4ème de couverture : « Sous le vernis d’un genre, chacune des phrases de Jane Austen attaque les conventions, traque les ridicules, et finit avec une grâce exquise par pulvériser la morale bourgeoise, sans avoir l’air d’y toucher. Les héroïnes de Jane Austen lui ressemblent, elles aiment les potins mais détestent bavardages, grossièreté et vulgarité. La pudeur, le tact, la discrétion, l’humour sont les seules convenances qu’elles reconnaissent… Et si Jane Austen mène les jeunes filles au mariage, c’est fortes d’une telle indépendance qu’il faut souhaiter au mari d’être à la hauteur ! A lire yeux baissés et genoux serrés pour goûter en secret le délicieux plaisir de la transgression des interdits. »
Anne Barbe, Libération 1980

J’ai sorti ce livre de ma PAL dans le cadre d’une lecture commune avec Bladelor, Hermione, Laetitia la liseuse et AustenGirl.

Et comme de bien entendu, ce fut un véritable plaisir de retrouver la plume de Jane AUSTEN (plus que 2 à lire ).

Dans mon classement Austenien purement personnel et donc entièrement subjectif, cette œuvre vient se placer directement derrière Orgueil et Préjugés mais juste à peine derrière, limite si il ne se place pas à côté…

Nous avons de nouveau droit à une belle galerie de personnages truculents : le baronnet désargenté pour lequel ne comptent que l’apparence physique et les titres de noblesse et ses 3 filles, Elizabeth, l’aînée qui lui ressemble en touts points, Anne qui est posée et raisonnable mais à la limite de l’objet décoratif et Mary, la benjamine, la seule mariée, égoïste et geignarde.

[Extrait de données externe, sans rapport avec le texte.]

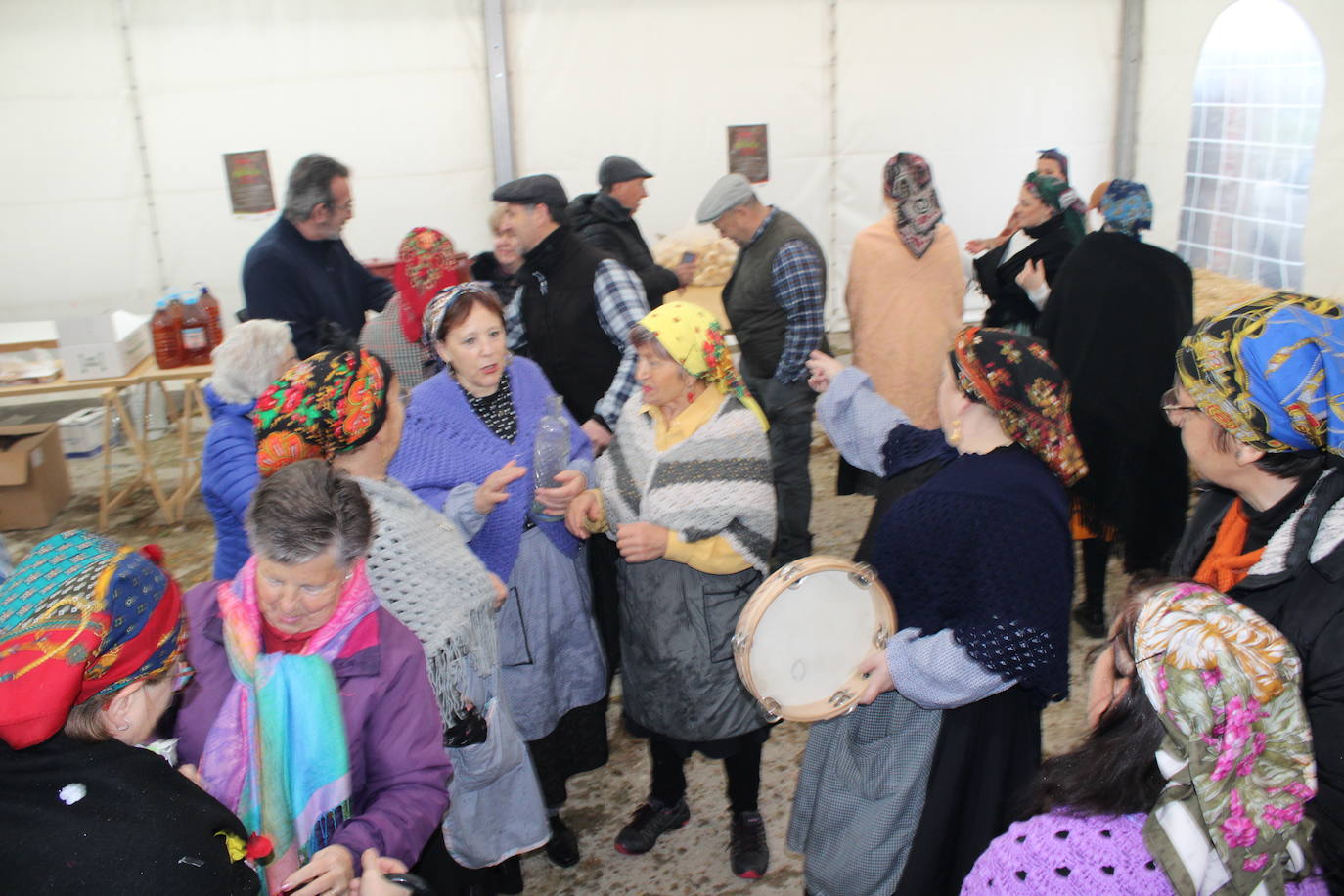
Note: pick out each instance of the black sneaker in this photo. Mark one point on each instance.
(747, 848)
(563, 846)
(648, 823)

Le récit s’attache ici à Anne. A 19 ans, elle a refusé une demande en mariage d’un homme qu’elle aimait car il n’était pas de son niveau social et elle s’est laissée persuader de l’abandonner.

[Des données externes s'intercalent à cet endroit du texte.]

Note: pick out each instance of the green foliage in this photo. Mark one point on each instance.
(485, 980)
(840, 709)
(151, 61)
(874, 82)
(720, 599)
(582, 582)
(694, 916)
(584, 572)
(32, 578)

Huit ans et demi plus tard, alors que le physique d’Anne s’est terni à l’image de la vie qui lui est promise, les circonstances remettent les anciens fiancés en présence l’un de l’autre.

Les sentiments d’Anne n’ont pas changé d’un iota mais qu’en est-il de ceux du capitaine Wentworth ?

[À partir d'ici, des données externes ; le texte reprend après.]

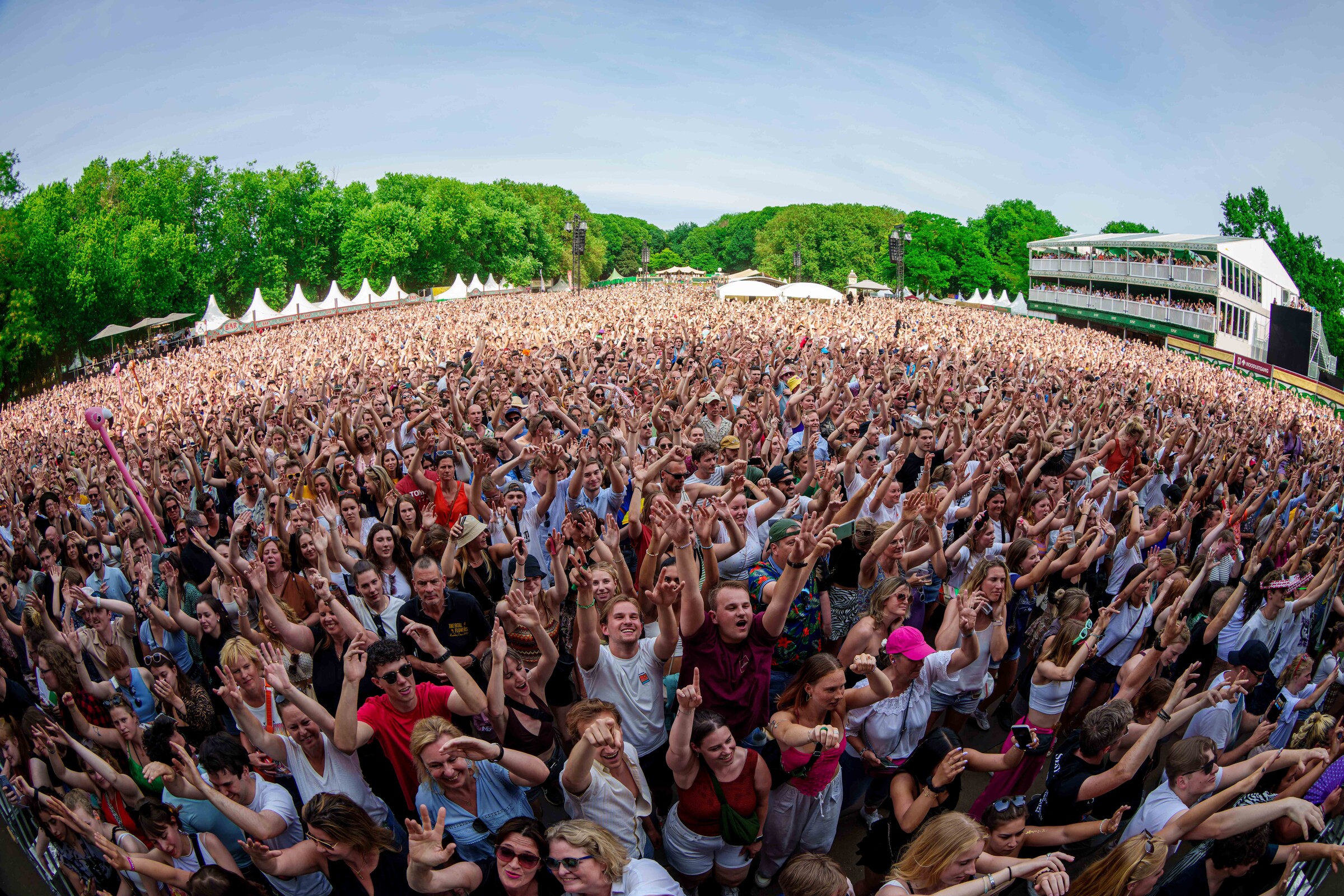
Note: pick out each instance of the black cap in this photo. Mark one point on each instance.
(1253, 655)
(533, 568)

J’ai vraiment raffolé de ce roman, de l’histoire, des personnages toujours aussi bien dépeints, à la limite parfois de la caricature mais justement sans jamais verser dans ce travers…

Beaucoup de dialogues délicieusement cocasses, d’autres finement moqueurs, Jane AUSTEN a la plume acérée et sait pointer les pires défauts de la société de cette époque.

Je n’ai pas remarqué dans ceux de ses autres romans que j’ai lus si c’était déjà le cas mais Jane AUSTEN utilise beaucoup le discours indirect libre (ahlala j’ai fait d’énormes efforts de mémoire pour retrouver le nom grammatical du style de récit, merci Google également).

Exemple : « Il était même sûr de n’avoir jamais vu son égale. Certes, il devait reconnaître… qu’il n’avait été constant qu’inconsciemment, et même, malgré lui ; qu’il avait voulu, qu’il avait cru l’oublier. »

Bref, un sans-faute pour l’instant pour Mlle AUSTEN. Je me console en me disant qu’il me reste encore à lire Emma et Northanger Abbey, et à voir un coffret de 4 adaptations des œuvres de Jane AUSTEN (sortie le 21 octobre, j’ai hâte !!!)